About 70% of people in the country were less likely to travel for Thanksgiving and Christmas this year, according to a survey by the American Hotel and Lodging Association. That is a continuation of year-long trends as people put their travel plans on hold.
“It’s a year of shattered dreams and lost careers,” Jim Sprouse, executive director of the Georgia Hotel and Lodging Association, said of the industry this year.
Jessica Miller, general manager of the Hampton Inn and Suites in Flowery Branch, said bookings for this year’s Thanksgiving week were about a third of what the hotel has seen in previous years.
“Thanksgiving is usually pretty decent for us, considering the location of the Mall of Georgia and Black Friday shopping,” Miller said. “It usually pans out pretty well.”
The hotel industry has struggled since the beginning of the pandemic, Miller said.
“It’s one of the worst industries, apart from a restaurant, that you could possibly be in right now. I know a lot of friends that work in hotels across the country and in Canada. They have lost their jobs,” she said. “Their businesses have closed. They’re running on only essential staff. Locally, in Flowery Branch, I’d say that we have been very blessed to have been able to sustain our business.”
Miller said some small corporate groups and construction groups have helped the business.
Akeria McHenry, operations manager at the Fairfield Inn and Suites in Gainesville, said some business travel has also helped that hotel.

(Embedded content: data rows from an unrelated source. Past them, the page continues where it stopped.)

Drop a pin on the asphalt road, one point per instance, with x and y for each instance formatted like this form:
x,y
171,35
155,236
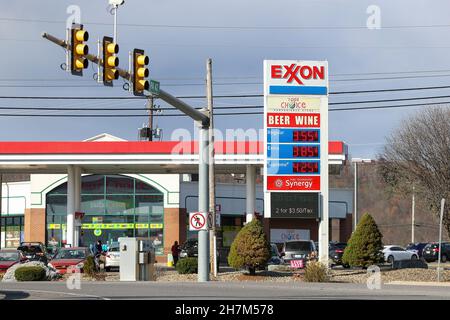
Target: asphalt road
x,y
216,290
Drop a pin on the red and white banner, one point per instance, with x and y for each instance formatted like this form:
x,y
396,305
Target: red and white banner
x,y
293,183
287,120
297,264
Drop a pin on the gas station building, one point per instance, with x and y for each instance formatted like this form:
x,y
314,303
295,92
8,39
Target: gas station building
x,y
142,189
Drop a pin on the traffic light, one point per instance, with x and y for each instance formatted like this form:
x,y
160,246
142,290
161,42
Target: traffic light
x,y
140,72
78,49
110,61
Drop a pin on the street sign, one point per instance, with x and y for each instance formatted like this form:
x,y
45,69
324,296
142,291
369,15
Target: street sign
x,y
197,221
154,87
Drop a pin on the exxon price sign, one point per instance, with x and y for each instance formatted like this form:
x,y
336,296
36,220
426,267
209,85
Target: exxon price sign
x,y
296,128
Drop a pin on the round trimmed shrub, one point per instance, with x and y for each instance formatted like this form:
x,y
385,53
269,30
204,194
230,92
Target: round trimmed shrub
x,y
187,265
250,248
30,274
315,272
365,245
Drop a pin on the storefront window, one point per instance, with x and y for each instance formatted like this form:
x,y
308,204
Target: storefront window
x,y
115,206
11,231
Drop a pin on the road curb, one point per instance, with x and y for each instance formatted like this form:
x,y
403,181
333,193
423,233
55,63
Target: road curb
x,y
415,283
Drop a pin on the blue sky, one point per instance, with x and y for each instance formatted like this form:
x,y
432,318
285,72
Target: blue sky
x,y
238,37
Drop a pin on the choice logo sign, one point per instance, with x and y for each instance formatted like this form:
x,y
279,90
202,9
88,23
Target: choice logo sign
x,y
296,75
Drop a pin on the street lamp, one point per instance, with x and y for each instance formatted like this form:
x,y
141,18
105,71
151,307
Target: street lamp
x,y
355,161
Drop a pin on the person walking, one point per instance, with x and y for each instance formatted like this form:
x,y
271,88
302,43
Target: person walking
x,y
175,252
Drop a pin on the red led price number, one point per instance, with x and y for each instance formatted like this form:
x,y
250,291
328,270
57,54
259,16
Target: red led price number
x,y
305,136
305,167
305,151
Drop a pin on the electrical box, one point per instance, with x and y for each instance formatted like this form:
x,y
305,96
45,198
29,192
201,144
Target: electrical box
x,y
137,259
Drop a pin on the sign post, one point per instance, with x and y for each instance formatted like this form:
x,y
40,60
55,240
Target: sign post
x,y
296,143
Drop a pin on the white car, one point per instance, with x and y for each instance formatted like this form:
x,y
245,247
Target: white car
x,y
112,258
396,253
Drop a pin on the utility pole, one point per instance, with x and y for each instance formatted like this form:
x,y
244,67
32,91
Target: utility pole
x,y
413,218
1,200
356,196
150,118
212,181
440,239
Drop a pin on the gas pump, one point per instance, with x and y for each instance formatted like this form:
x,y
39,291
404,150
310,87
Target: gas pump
x,y
137,258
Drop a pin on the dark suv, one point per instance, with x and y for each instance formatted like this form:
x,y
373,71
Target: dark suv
x,y
34,251
417,248
431,251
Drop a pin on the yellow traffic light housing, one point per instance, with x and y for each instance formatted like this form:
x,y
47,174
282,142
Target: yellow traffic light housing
x,y
78,49
110,61
140,72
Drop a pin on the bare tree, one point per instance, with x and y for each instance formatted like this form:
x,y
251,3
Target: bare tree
x,y
418,153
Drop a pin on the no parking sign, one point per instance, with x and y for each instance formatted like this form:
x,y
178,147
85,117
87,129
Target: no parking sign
x,y
198,221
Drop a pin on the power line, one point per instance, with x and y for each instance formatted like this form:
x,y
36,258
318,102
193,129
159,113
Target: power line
x,y
232,27
243,95
217,114
218,107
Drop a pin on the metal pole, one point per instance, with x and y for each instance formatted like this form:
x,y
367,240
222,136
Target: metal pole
x,y
212,182
1,200
250,185
150,117
203,181
413,218
356,196
440,239
115,23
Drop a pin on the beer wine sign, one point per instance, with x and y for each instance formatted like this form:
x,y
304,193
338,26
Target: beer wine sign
x,y
296,130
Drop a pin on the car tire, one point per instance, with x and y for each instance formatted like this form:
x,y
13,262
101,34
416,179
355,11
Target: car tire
x,y
390,260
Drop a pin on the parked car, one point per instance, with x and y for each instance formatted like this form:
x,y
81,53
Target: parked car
x,y
396,253
9,257
189,249
112,258
275,255
35,251
69,257
297,250
336,251
417,248
431,251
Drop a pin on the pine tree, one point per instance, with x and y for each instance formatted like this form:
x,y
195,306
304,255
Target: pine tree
x,y
250,248
365,245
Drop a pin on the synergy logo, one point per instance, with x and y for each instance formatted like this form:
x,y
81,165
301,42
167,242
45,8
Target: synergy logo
x,y
297,73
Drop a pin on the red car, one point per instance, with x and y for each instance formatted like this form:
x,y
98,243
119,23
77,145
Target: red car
x,y
9,257
69,258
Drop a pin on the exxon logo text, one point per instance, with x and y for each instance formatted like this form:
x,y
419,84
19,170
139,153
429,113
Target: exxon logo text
x,y
296,72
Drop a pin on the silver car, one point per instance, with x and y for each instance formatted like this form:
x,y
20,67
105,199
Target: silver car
x,y
299,250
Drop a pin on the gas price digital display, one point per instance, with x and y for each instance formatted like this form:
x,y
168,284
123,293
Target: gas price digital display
x,y
305,167
305,136
305,151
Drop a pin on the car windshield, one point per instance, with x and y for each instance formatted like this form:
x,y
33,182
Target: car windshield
x,y
298,245
9,256
338,246
71,254
30,249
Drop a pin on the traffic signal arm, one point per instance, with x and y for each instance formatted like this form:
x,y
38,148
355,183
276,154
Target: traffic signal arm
x,y
174,101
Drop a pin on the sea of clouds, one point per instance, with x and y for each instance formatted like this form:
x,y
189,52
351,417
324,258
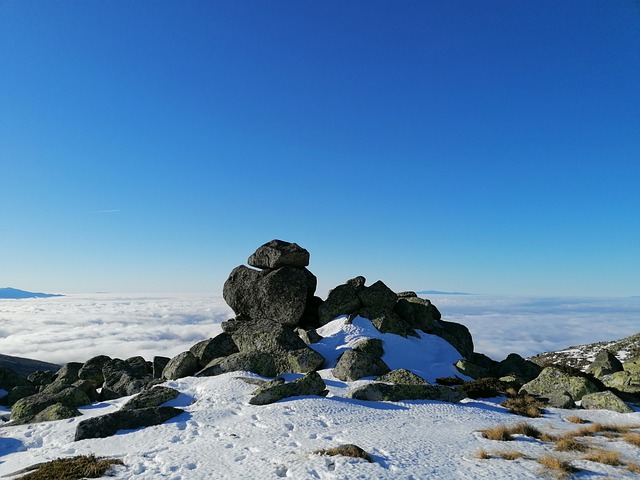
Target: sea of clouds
x,y
77,327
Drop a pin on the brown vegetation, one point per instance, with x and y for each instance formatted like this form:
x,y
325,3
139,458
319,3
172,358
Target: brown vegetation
x,y
606,457
570,445
557,464
576,419
632,439
348,450
73,468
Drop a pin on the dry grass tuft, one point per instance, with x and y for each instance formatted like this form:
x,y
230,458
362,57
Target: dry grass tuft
x,y
632,439
525,405
347,450
556,463
510,454
606,457
526,429
499,432
570,445
73,468
576,419
505,433
482,454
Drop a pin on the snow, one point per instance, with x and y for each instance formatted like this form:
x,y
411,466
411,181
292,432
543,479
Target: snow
x,y
222,436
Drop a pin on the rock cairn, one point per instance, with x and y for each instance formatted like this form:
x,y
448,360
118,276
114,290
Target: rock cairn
x,y
276,313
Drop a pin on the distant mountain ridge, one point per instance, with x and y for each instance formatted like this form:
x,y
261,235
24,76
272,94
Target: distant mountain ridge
x,y
438,292
14,293
581,356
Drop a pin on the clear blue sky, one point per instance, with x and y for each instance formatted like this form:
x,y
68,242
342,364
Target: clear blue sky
x,y
482,146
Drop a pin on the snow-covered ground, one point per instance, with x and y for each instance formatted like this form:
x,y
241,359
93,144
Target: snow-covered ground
x,y
222,436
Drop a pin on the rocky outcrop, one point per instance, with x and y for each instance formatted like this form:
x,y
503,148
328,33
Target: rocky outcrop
x,y
605,363
184,364
364,360
153,397
553,381
26,409
276,254
279,291
605,401
219,346
385,392
107,425
402,377
277,389
289,352
122,378
260,363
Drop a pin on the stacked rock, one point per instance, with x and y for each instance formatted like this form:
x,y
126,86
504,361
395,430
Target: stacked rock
x,y
281,290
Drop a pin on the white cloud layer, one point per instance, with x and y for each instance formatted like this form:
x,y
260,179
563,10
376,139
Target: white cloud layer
x,y
77,327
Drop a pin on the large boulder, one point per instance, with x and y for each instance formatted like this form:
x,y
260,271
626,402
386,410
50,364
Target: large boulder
x,y
385,392
387,321
91,370
377,295
107,425
623,381
288,350
524,370
25,409
355,364
402,377
260,363
68,374
280,295
553,381
57,411
184,364
277,253
153,397
418,312
605,363
121,379
270,392
219,346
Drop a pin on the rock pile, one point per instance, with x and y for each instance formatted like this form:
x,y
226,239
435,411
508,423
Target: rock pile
x,y
276,312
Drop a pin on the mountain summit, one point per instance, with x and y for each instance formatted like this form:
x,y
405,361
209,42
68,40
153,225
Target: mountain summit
x,y
14,293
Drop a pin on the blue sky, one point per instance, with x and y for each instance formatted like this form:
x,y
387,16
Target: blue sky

“Some of the businesses, the manufacturers and chicken plants, they’re bringing more jobs due to COVID, and like with Amazon in the area,” McHenry said. “That’s what is keeping us afloat. We have the larger groups coming in and staying for a significant amount of days.”
But the holiday season actually tends to be slower for the hotel, even without the pandemic, McHenry said.
“When the season starts, around November and December, it’s pretty much our off-season. So, it’s pretty typical for us to be kind of slow around the holiday time,” she said. “But due to COVID, it’s probably a little slower. With us having this big runoff in Georgia, we’ve had a couple groups that were working with the election, but other than that, it’s really our off-season.”
Sprouse said it is common for hotels to slow down during the holidays as businesses host fewer conferences and events.
“Their clients don’t want to travel. They want to be home with their families,” Sprouse said. “Around Thanksgiving and Christmas, traditionally, there are no group events anyway. That’s when we do rely on some leisure business.”
But large-scale business travel and conferences, often a main revenue source for hotels, have been put on hold this year, Sprouse said. That is a major loss for many hotels.
“Those events are gone. They were canceled,” Sprouse said. “… We’re looking well into next year before we see the return of any of that kind of business.”
Hotels usually need to be at around 50% occupancy to “pay the bills,” Sprouse said. Some hotels that rely less on large events have fared a little better, he said.
“Everybody is just hanging on, trying to get whatever business that they can get. It’s very much dependent on the type of hotel,” Sprouse said. “If you’re a large convention hotel, their expectations for holiday business are not very high. If you’re a smaller property with a location that’s in a resort area, by the lakes, by the mountains, they’re hoping for a little better business.”